Mr. Child is also parsimonious (if he were a Scotsman, not a Limey, he’d be frugal) about the way he doles out his facts. A deliciously researched page 108 nugget about Fliegerschokolade (which is the methamphetamine-laced chocolate candy used by German pilots during World War II) pans out only 200 pages later, causing the reader to have one of those light-bulb epiphanies that make reading authors like Mr. Child so much fun.

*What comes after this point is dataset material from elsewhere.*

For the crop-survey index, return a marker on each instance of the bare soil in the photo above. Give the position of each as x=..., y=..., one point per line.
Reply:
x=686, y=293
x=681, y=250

Mr. Child also allows us to see how his protagonist thinks - not just in crisis situations, but during life’s more mundane moments. “The bed was warm, but the room was cold. Reacher guessed that the iron stove had been banked overnight, its embers hoarded, its air supply cut off. He wondered for a moment about the correct protocol for a houseguest under such circumstances. Should he get up and open the dampers and add some wood? Would that be helpful? Or would it be presumptuous? Would it upset a delicate and long-established combustion schedule and condemn his hosts to an inconvenient midnight visit to the woodpile two weeks down the road?
“In the end, Reacher did nothing. Just kept the covers pulled up to his chin and closed his eyes again.” Nicely done.
Mr. Child also writes some of the best phone-sex scenes I’ve come across in a long time. The conversations, between Reacher and an Army major named Susan Turner who, just a couple of weeks before the action of the book, has become the commanding officer of Reacher’s old Army unit, the 110th Military Police, headquartered in Rock Creek, Va., aren’t about sex of course. They are conversations critical to Reacher’s survival. But Turner’s voice, “warm, slightly husky, a little breathy, a little intimate,” makes for wonderfully evocative, thoroughly stimulating dialogue. Their phone interplay is evocative of the old “Richard Diamond, Private Detective” TV series, in which Sam the gorgeous answering-service lady (she was played by Mary Tyler Moore) purrs at David Janssen.
And perhaps most engagingly, Mr. Child doesn’t give his protagonist cosmic goals. Unlike the comic book heroes of all too many thrillers, Jack Reacher isn’t out to save the world. “I don’t want to put the world to rights,” Reacher tells Turner. “Maybe I should, but I don’t.
“She said nothing.
“He said, ‘I just don’t like people who put the world to wrongs.’ “
He is not, thank the Lord, an over-Reacher, but the sort of flesh-and-blood hero whose adventures we are happy to follow again and again and again.